Awesome
DBpedia-entity-CAR
Dataset DBpediaV2-entity projected onto TREC CAR Y2 entities
Description
This dataset is derived from the DBpedia-entityV2 dataset -- also see DBpedia-Entity github. The qrel files are projected onto the Wikipedia dump used in TREC Complex Answer Retrieval v2.1, which is provided as allButBenchmark.cbor.
As the original dataset was based on DBpedia from 2015, but TREC CAR is using a dump from 2016, some entities have been deleted or renames. The projection used name matches in the fields Title and Redirect. This way the vast majority of entities could be aligned, albeit possibly under a different name/id.
The original dataset also provided baseline runs as a reference point for comparison. The same alignment and projection was applied to entries in the ranking. Rank entries to entities that were deleted, were removed from the ranking.
This projection (both runs and qrels) affected the quality metrics of the rankings, but the overall ranking of methods is preserved.
Queries
Queries provided as TREC CAR title queries (CBOR).
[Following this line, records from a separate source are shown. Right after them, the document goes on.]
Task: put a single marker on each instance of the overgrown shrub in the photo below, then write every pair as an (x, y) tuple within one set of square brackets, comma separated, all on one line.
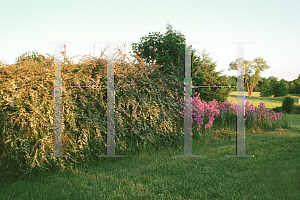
[(288, 104), (29, 56), (277, 109)]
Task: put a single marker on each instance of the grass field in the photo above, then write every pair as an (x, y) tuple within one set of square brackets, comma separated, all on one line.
[(273, 172)]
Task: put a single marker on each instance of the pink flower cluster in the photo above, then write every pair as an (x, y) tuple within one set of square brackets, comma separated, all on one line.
[(213, 108)]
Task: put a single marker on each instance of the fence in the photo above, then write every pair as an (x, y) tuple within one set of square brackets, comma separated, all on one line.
[(110, 149)]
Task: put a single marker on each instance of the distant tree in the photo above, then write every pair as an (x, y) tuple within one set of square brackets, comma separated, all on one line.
[(266, 89), (258, 65), (204, 74), (273, 81), (30, 56), (163, 50), (280, 89)]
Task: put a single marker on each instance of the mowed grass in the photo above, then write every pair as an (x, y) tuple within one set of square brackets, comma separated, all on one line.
[(273, 172)]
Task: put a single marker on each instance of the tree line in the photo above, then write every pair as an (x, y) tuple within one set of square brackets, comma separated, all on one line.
[(163, 50)]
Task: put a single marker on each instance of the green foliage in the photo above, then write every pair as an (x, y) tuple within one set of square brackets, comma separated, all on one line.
[(280, 89), (163, 50), (277, 109), (257, 66), (204, 73), (30, 56), (266, 89), (288, 104)]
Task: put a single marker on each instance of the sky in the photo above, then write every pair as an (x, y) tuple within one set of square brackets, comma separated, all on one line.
[(273, 26)]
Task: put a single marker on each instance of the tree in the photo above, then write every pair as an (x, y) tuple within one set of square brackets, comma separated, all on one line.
[(30, 56), (280, 89), (273, 81), (163, 50), (266, 89), (258, 65), (204, 74)]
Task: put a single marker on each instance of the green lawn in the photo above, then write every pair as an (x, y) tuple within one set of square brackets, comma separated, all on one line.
[(273, 172)]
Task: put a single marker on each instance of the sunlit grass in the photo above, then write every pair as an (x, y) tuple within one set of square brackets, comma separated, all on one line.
[(157, 174)]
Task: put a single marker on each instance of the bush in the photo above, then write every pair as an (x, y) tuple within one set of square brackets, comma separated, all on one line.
[(29, 56), (288, 104), (277, 109)]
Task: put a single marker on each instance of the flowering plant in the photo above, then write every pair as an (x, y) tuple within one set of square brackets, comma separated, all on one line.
[(213, 108)]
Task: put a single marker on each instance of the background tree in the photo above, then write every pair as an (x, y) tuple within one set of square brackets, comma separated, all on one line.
[(203, 73), (280, 89), (258, 65), (266, 89), (273, 81), (162, 50)]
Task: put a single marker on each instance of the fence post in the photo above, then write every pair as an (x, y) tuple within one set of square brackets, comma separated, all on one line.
[(240, 135), (57, 103)]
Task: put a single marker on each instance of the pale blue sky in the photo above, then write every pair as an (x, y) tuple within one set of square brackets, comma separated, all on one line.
[(272, 25)]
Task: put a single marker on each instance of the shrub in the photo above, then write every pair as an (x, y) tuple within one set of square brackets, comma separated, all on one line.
[(296, 110), (277, 109), (33, 56), (288, 104)]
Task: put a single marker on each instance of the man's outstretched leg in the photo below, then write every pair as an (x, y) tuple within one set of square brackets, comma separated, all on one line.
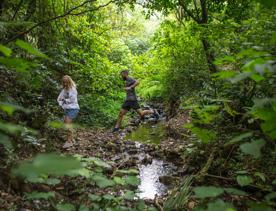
[(119, 119), (147, 112)]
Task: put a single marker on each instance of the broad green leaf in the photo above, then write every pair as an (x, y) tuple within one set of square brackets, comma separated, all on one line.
[(30, 49), (11, 128), (129, 195), (241, 172), (39, 195), (128, 171), (223, 60), (220, 205), (244, 180), (234, 191), (204, 135), (239, 138), (65, 207), (97, 162), (20, 65), (240, 77), (224, 74), (5, 141), (132, 180), (119, 180), (47, 164), (260, 207), (253, 148), (257, 77), (207, 191), (229, 110), (260, 175), (5, 50), (267, 3), (102, 181), (10, 109), (94, 197), (270, 196), (108, 197), (273, 38)]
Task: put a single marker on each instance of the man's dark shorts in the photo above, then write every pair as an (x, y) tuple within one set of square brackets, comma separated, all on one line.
[(130, 105)]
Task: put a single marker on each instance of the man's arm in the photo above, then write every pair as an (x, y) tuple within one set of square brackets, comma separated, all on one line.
[(136, 83)]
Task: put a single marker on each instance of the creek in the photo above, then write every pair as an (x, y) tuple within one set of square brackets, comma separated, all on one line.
[(151, 171)]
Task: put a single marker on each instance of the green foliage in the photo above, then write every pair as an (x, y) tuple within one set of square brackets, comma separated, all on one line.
[(178, 199), (30, 49), (39, 195), (253, 148), (49, 164), (210, 191)]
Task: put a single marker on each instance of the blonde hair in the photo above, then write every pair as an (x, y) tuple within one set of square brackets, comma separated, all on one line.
[(67, 82)]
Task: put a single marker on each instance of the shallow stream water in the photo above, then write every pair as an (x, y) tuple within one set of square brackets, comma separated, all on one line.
[(149, 174)]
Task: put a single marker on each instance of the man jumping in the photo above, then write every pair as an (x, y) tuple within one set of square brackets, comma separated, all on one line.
[(131, 101)]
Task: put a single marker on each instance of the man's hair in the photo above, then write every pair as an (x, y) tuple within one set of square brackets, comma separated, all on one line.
[(124, 72)]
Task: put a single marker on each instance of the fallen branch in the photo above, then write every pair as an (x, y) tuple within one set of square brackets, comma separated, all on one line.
[(203, 172)]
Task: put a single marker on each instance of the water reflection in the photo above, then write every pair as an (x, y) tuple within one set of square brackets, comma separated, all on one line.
[(149, 175)]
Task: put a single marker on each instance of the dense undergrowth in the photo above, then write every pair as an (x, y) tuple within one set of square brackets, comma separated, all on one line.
[(215, 59)]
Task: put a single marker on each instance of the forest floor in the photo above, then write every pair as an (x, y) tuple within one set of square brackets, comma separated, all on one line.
[(116, 150)]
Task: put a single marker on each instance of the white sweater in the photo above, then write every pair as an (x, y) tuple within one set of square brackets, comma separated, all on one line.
[(68, 99)]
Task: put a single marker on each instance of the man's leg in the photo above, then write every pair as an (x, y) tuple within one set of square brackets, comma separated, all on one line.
[(143, 113), (120, 118), (147, 112)]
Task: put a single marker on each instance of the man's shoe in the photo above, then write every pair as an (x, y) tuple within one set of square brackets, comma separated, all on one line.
[(115, 130), (156, 114), (67, 145)]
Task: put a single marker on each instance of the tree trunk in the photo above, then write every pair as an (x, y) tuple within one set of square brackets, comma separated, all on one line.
[(1, 7), (210, 57)]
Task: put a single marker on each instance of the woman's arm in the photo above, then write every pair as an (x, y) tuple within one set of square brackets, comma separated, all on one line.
[(73, 95), (60, 98)]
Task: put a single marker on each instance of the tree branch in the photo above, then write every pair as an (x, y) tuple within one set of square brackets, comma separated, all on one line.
[(196, 9), (69, 12), (204, 11), (185, 8)]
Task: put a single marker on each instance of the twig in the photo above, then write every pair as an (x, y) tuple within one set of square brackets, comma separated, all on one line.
[(157, 205), (69, 12)]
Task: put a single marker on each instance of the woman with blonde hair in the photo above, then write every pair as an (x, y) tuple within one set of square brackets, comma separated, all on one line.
[(68, 100)]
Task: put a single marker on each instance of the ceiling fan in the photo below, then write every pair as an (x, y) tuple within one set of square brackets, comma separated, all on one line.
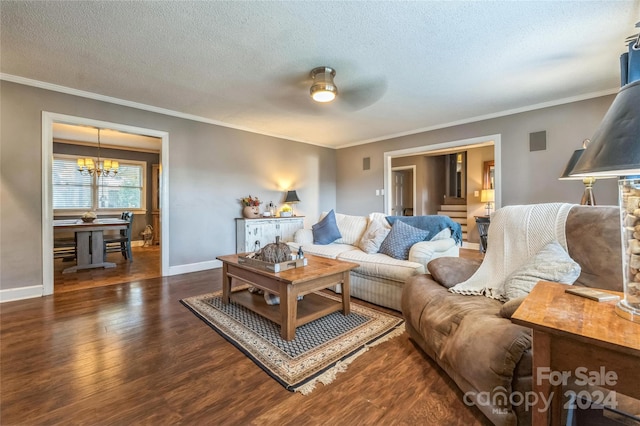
[(316, 92)]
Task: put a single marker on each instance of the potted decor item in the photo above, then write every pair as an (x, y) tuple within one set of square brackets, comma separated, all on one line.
[(286, 211), (89, 217), (251, 207)]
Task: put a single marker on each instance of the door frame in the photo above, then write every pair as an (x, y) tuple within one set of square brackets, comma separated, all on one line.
[(48, 119), (413, 183), (495, 140)]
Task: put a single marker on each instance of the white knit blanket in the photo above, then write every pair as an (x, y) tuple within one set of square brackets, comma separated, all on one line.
[(515, 234)]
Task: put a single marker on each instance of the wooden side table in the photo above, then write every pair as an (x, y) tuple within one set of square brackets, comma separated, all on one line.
[(577, 338)]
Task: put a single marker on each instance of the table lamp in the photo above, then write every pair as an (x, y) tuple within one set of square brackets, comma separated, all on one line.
[(615, 151), (587, 196), (488, 196)]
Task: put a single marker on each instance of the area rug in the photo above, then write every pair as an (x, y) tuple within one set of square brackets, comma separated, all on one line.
[(319, 350)]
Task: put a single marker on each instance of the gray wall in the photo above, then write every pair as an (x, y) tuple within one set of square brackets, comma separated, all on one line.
[(527, 177), (210, 168)]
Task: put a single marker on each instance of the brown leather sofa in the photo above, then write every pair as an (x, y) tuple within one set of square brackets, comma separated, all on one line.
[(472, 337)]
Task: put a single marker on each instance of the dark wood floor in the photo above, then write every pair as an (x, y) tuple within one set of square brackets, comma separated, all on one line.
[(130, 353), (146, 264)]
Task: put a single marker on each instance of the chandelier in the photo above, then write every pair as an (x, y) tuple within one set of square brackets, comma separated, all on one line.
[(86, 166)]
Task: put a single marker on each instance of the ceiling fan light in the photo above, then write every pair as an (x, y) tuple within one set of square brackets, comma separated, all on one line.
[(322, 94), (323, 88)]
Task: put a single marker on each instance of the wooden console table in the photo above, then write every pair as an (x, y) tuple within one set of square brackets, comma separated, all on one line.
[(578, 337)]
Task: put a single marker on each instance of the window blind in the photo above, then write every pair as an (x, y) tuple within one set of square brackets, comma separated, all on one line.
[(74, 191)]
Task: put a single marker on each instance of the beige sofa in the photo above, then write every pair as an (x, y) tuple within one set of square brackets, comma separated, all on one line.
[(379, 278), (472, 337)]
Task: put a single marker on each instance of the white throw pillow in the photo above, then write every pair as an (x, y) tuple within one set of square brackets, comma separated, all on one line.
[(551, 263), (373, 236)]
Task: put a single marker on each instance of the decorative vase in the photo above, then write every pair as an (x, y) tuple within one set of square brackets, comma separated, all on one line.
[(251, 212)]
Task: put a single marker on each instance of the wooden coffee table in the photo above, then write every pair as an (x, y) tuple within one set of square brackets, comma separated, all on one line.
[(318, 274)]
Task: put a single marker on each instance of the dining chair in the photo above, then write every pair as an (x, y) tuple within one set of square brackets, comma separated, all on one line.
[(64, 248), (121, 242)]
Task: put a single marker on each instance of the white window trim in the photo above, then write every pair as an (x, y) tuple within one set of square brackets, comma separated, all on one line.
[(104, 211)]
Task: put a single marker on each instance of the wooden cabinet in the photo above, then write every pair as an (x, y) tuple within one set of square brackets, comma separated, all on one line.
[(253, 234)]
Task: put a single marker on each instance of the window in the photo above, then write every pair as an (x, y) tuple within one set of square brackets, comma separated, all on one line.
[(74, 192)]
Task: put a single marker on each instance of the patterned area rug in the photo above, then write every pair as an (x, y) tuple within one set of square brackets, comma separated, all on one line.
[(320, 349)]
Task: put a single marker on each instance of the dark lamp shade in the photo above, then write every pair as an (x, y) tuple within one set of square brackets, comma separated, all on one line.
[(292, 197), (566, 175), (614, 150)]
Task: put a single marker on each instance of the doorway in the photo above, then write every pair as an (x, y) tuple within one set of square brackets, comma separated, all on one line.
[(404, 191), (433, 176), (48, 120)]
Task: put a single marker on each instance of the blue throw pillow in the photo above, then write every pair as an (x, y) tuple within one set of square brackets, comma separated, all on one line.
[(400, 239), (326, 231)]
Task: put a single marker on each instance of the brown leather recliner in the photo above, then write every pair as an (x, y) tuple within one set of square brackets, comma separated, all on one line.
[(472, 337)]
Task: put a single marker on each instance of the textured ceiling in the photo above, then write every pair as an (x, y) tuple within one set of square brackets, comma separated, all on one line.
[(401, 67)]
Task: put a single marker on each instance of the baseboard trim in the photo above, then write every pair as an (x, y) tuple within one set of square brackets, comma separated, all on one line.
[(194, 267), (12, 294)]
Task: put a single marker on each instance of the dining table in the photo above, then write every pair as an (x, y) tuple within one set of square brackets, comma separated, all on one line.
[(89, 240)]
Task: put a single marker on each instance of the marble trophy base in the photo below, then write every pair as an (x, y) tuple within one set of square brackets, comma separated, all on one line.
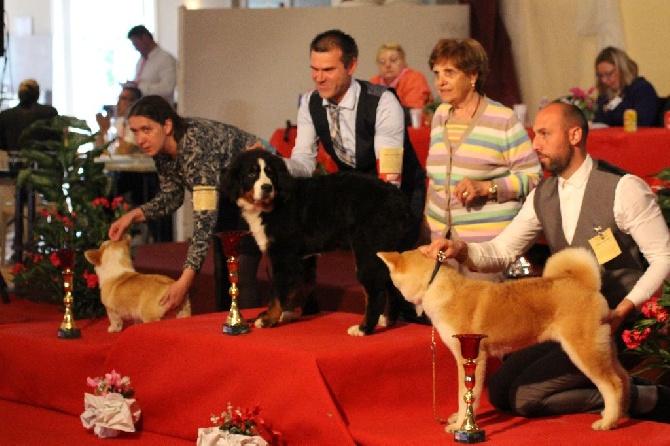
[(69, 333), (236, 329), (469, 437)]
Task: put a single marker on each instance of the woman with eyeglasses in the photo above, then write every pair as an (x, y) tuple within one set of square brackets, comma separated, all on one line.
[(620, 88)]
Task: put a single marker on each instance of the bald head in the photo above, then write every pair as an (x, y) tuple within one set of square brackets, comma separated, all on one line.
[(560, 138)]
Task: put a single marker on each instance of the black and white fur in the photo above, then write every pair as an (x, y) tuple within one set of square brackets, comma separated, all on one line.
[(295, 218)]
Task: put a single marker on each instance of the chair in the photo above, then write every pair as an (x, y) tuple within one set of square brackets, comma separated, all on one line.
[(7, 210)]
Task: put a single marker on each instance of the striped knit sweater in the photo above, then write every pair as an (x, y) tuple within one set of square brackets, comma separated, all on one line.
[(494, 147)]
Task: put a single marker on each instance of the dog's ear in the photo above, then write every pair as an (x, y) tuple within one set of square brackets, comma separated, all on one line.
[(93, 256), (390, 258)]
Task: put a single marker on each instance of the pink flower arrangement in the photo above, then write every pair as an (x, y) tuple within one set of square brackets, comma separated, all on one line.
[(244, 422), (585, 100), (649, 336), (111, 383)]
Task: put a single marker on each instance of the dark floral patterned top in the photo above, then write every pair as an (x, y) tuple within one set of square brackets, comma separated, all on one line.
[(203, 153)]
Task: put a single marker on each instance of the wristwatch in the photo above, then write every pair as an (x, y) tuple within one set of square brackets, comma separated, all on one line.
[(493, 192)]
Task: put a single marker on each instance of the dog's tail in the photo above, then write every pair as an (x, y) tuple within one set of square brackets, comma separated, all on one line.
[(578, 263)]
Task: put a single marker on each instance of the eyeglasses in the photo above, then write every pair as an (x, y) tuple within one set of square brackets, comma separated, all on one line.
[(606, 74)]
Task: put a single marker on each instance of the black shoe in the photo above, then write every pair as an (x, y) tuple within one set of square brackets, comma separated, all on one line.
[(661, 412)]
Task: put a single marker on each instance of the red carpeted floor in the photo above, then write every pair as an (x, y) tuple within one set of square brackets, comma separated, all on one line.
[(315, 384)]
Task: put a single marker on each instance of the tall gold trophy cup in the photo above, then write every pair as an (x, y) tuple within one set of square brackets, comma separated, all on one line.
[(469, 431), (235, 324), (67, 329)]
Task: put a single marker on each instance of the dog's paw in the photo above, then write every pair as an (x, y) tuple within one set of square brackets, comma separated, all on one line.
[(452, 427), (355, 330), (601, 425)]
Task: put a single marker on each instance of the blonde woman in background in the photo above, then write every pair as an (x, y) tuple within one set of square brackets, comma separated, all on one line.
[(410, 85), (621, 88)]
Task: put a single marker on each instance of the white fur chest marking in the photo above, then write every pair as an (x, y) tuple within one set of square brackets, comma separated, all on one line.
[(257, 228), (263, 180)]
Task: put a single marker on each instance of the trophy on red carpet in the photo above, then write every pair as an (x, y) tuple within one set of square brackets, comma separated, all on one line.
[(68, 329), (469, 431), (235, 324)]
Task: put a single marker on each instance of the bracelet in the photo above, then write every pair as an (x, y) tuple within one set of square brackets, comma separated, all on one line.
[(493, 192), (462, 255)]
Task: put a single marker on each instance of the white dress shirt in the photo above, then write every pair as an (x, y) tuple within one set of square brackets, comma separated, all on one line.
[(636, 213), (158, 74), (389, 128)]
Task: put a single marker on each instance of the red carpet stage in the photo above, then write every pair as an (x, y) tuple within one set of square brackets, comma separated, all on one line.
[(314, 383)]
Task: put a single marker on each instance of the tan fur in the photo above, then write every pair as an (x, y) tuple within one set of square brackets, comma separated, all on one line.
[(125, 293), (564, 305)]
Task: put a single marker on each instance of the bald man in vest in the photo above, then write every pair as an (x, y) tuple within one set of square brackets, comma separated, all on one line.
[(582, 199)]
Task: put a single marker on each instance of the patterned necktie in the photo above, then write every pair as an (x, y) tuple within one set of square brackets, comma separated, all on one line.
[(335, 135)]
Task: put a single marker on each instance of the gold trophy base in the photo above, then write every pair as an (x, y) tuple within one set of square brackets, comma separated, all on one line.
[(469, 437), (236, 329), (69, 333)]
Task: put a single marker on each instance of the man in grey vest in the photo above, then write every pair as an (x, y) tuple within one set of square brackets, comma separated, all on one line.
[(353, 120), (584, 198)]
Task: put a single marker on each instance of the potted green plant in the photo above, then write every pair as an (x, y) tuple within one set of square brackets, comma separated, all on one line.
[(60, 157)]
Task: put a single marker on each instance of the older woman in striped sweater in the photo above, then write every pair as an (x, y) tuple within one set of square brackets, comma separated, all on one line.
[(480, 164)]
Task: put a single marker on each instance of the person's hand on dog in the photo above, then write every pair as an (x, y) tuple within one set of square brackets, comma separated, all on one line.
[(467, 190), (256, 145), (443, 249), (178, 290), (119, 227), (615, 317)]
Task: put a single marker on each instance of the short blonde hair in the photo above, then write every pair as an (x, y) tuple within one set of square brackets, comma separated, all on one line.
[(390, 46), (626, 66)]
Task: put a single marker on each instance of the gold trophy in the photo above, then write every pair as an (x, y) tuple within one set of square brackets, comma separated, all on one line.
[(68, 329), (231, 248), (469, 431)]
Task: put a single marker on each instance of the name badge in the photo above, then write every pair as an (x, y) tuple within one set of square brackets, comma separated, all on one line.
[(614, 103), (205, 198), (604, 245)]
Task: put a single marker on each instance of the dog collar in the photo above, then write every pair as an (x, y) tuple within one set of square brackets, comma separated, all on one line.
[(435, 270)]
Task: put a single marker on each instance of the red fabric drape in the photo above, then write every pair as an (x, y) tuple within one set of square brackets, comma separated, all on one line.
[(487, 27)]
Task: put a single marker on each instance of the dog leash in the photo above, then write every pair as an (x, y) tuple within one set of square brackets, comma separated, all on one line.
[(433, 344), (433, 350)]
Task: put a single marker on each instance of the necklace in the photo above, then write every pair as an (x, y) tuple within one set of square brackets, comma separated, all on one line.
[(479, 99)]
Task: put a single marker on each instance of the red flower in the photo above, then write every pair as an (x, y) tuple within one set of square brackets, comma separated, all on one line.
[(117, 202), (101, 202), (18, 268), (634, 338)]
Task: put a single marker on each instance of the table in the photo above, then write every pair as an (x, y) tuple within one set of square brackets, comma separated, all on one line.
[(142, 167), (643, 153)]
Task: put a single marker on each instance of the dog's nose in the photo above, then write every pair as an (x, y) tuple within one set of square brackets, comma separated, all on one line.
[(266, 189)]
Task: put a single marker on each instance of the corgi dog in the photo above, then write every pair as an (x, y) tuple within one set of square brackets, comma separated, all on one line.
[(125, 293)]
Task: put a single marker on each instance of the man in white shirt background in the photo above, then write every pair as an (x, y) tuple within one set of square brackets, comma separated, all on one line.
[(156, 70)]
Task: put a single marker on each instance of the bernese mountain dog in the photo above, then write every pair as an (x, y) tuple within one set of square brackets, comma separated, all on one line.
[(292, 219)]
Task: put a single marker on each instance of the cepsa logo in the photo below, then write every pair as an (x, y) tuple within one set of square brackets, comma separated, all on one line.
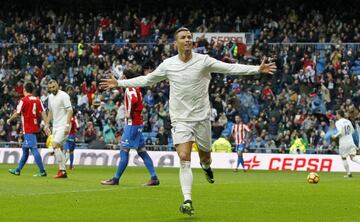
[(296, 164)]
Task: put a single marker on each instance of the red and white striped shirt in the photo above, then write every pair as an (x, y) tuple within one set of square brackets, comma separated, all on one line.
[(74, 125), (30, 108), (133, 106), (239, 133)]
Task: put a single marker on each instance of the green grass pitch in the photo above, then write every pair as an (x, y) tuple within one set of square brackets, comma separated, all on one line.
[(250, 196)]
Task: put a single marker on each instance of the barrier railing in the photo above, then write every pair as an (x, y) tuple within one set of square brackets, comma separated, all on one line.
[(172, 148)]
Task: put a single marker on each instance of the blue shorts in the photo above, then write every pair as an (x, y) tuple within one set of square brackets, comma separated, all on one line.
[(356, 138), (240, 147), (30, 141), (70, 143), (132, 137)]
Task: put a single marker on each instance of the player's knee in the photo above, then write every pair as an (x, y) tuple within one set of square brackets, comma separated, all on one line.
[(141, 150), (184, 156)]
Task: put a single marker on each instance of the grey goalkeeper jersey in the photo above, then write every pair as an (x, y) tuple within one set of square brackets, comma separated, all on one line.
[(189, 83)]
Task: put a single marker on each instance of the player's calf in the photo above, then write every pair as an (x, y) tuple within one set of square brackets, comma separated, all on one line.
[(187, 208), (208, 173)]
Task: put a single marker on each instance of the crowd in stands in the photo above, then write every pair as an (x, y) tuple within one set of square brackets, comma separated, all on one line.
[(292, 110)]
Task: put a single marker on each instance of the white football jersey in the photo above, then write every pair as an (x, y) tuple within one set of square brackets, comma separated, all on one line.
[(189, 83), (58, 105), (346, 130)]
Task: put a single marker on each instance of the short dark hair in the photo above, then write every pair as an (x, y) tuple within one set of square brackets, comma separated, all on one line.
[(52, 81), (129, 74), (180, 30), (341, 113), (29, 87)]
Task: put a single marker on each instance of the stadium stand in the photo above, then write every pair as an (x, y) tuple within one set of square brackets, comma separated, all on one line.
[(317, 55)]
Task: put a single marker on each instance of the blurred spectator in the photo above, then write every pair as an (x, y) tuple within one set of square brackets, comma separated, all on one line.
[(221, 145), (162, 137)]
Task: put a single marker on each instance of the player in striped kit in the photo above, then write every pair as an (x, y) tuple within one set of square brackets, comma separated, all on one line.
[(347, 146), (30, 108), (239, 133), (132, 137)]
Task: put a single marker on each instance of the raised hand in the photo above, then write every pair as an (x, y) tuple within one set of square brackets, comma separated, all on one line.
[(108, 83), (269, 68)]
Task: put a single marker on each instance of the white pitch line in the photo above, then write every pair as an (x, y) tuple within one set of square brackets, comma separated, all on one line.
[(71, 191)]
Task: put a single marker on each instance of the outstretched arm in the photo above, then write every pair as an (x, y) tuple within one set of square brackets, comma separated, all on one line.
[(150, 79), (227, 68)]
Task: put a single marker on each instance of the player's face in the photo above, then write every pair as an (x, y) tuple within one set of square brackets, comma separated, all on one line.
[(184, 41), (53, 88)]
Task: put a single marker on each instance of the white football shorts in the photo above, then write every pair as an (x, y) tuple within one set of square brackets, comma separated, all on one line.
[(196, 131), (348, 150), (58, 135)]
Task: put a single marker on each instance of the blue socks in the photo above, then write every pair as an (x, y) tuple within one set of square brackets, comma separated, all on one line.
[(123, 162), (38, 159), (71, 159), (149, 164), (25, 157), (240, 161)]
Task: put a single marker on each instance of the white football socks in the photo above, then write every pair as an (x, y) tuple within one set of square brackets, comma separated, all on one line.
[(67, 156), (356, 159), (60, 159), (186, 179)]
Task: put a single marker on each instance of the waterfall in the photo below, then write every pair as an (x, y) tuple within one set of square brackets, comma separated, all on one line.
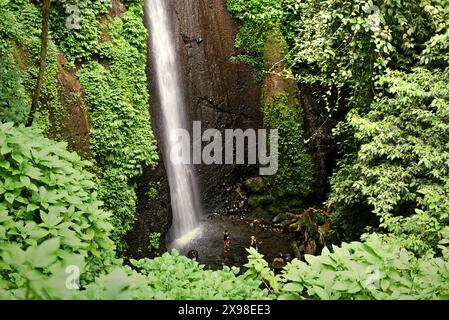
[(183, 187)]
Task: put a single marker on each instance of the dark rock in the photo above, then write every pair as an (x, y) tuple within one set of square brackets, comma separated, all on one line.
[(220, 93), (193, 254), (255, 184), (257, 200)]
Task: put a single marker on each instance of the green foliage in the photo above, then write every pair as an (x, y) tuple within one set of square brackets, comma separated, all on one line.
[(47, 197), (79, 44), (117, 100), (295, 165), (14, 102), (356, 43), (153, 191), (401, 169), (154, 239), (257, 18), (258, 268), (176, 277), (370, 270)]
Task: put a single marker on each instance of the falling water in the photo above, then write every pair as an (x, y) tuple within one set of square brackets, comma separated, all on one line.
[(183, 187)]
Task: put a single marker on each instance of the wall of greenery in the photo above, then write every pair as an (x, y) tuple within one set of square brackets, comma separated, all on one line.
[(109, 55)]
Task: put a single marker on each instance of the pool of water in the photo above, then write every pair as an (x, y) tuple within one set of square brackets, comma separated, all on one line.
[(208, 241)]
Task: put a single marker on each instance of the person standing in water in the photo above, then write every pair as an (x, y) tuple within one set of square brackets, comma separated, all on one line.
[(253, 243), (227, 241)]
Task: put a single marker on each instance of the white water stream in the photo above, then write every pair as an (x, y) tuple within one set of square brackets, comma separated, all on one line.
[(183, 187)]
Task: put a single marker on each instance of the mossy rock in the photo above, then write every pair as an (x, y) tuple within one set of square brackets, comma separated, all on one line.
[(254, 185), (257, 200), (261, 213)]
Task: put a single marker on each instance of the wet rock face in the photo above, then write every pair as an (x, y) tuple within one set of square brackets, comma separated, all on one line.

These are based on the "stopped_v2" version of the queries. Each query is represented as title of the stub. No headings are provided.
Qrels
The qrels are projected to TREC CAR ids. Entities that are not present in the allButBenchmark v2.1 release are removed.
Baseline Runs
Baseline runs (provided by the original dataset), are projected onto TREC CAR entity ids. Entities that are not alignable, are removed.